Xavi leaves having guided Barcelona to two trophies in two and a half seasons in charge, including the 2022-23 La Liga title.
But as he goes, there is sadness over how he has been left dangling over the last week by club president Joan Laporta, and also fear at what such a bungled move to a successor, likely to be ex-Bayern Munich and Germany manager Hansi Flick, means for the team’s future.
Xavi’s playing career was historic — he played 869 games for Barcelona between 1998 and 2015, winning 25 trophies, including eight La Liga titles and four Champions Leagues.
Just as significant for many Barca fans was his meaning as a local Catalan kid who joined their La Masia academy at age 11 and became perhaps the greatest symbol of the club’s possession-based style of football.
He was not always popular with fans of other teams, and was prone to occasional disparaging comments about rivals, especially if they played for Real Madrid. He once famously dismissed Cristiano Ronaldo as a “dribbler” who was not nearly as good an all-round footballer as his Barca colleague Lionel Messi.
But such moments just made most fans and pundits in Barcelona love Xavi even more. He shared their pride in everything to do with the team, and would always defend the club with everything he could.

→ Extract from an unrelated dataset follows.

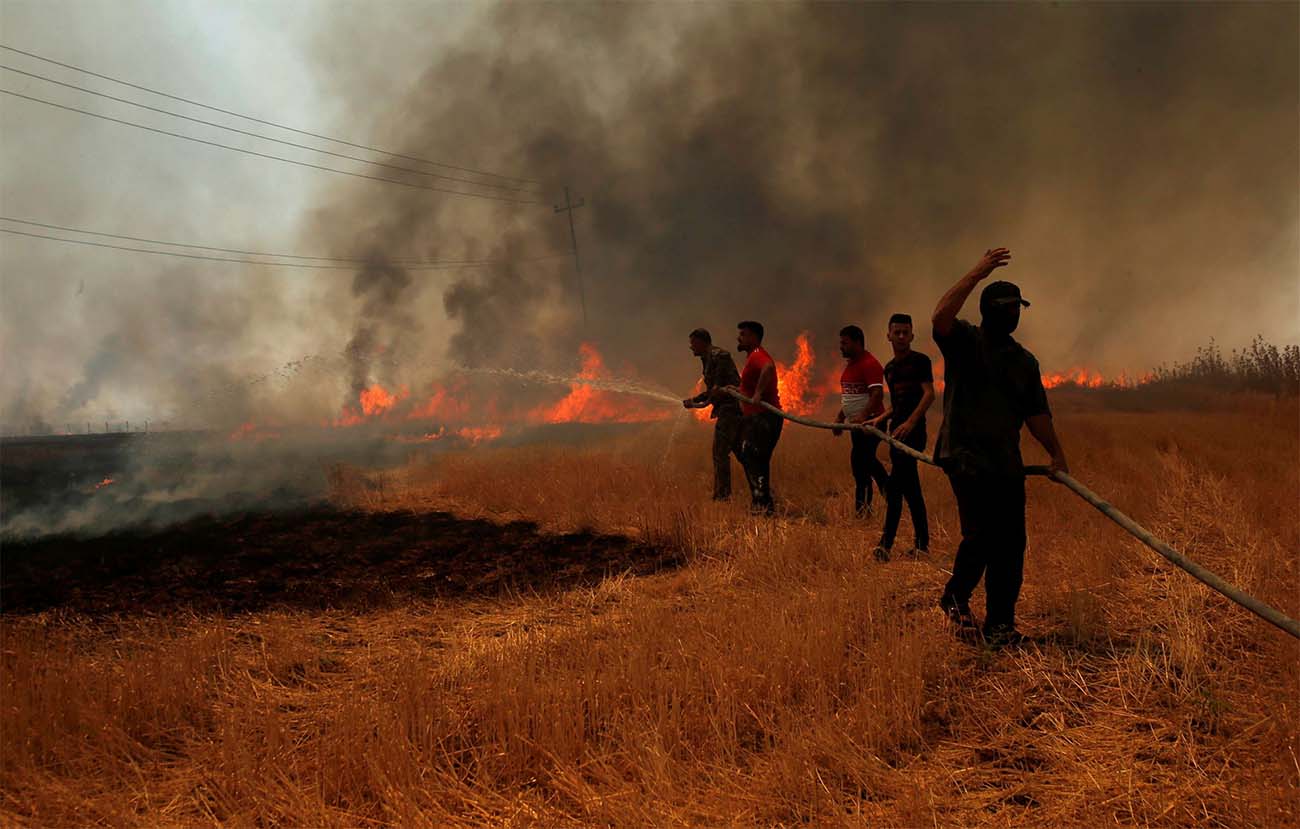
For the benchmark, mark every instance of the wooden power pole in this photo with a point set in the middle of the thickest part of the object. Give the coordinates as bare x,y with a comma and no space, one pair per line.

After captaining Barca to a second Champions League, La Liga and Copa del Rey treble in 2014-15, at age 35, Xavi realised he was no longer capable of helping on the pitch. He immediately began to prepare to return one day as coach, deciding to join Al-Sadd in Qatar to gain experience of management for himself and his chosen backroom staff.
It was always a matter of when he would be in the Camp Nou dugout, rather than if. Laporta at first resisted, but called him back in October 2021 to replace a floundering Ronald Koeman.
The returning club legend also functioned as a useful shield for criticism for Laporta and his board of directors. Everyone was still struggling to come to terms with talisman Messi’s departure to Paris Saint-Germain that summer, as well as the club’s huge financial problems.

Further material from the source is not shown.